DarkAgents
Source: arXiv:2606.11157 · Published 2026-06-09 · By Michele Lucente, Silvia Pascoli, Filippo Sala, Matteo Zandi
TL;DR
DarkAgents is a pioneering multi-agent system designed specifically for theoretical astroparticle physics (TAP), addressing its unique challenges such as multi-disciplinary model building, complex pipeline computations, and auditing of assumptions that impact scientific validity. Unlike prior AI-assisted scientific workflows focused on collider physics or cosmology, DarkAgents combines the reasoning and code-generation capabilities of large language models (LLMs) with deterministic, human-written backend code to create modular, auditable, and LLM-agnostic research pipelines. The first implementation, DarkAgent-PT, focuses on cosmological first-order phase transitions (FOPT), analyzing classically scale-invariant particle physics models against nanohertz gravitational wave data from the NANOGrav PTA experiment. DarkAgent-PT autonomously reproduces posterior parameter distributions consistent with human research, identifies relevant experimental and astrophysical constraints, and audits implicit and explicit assumptions throughout the workflow. The system also discovered inconsistencies in existing fit results and generated novel parameter fits with dissipative bulk flow gravitational wave templates, demonstrating the real scientific value of agentic workflows in TAP.
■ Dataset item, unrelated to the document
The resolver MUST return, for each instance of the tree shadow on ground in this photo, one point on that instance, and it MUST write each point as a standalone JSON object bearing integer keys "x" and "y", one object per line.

The authors validated DarkAgents by comparing Bayesian posterior distributions from the agentic pipeline against human-executed analyses using the same backend. They tested robustness across multiple state-of-the-art LLMs including Anthropic's Claude Code and OpenAI's Codex, finding that more capable models could produce near-autonomous end-to-end runs, while less capable ones required more human oversight. The framework’s modular design allows flexible extension to other TAP problems, enabling community-driven development of specialized DarkAgents addressing different astrophysical and particle physics challenges. The code and extensive examples have been made publicly available, underscoring the goal of fostering sustainable, reproducible, and human-auditable AI-assisted science in TAP.
Key findings
- DarkAgent-PT reproduces Bayesian posterior distributions on NANOGrav 15yr gravitational wave data consistent with traditional human analysis (Fig. 2 comparison).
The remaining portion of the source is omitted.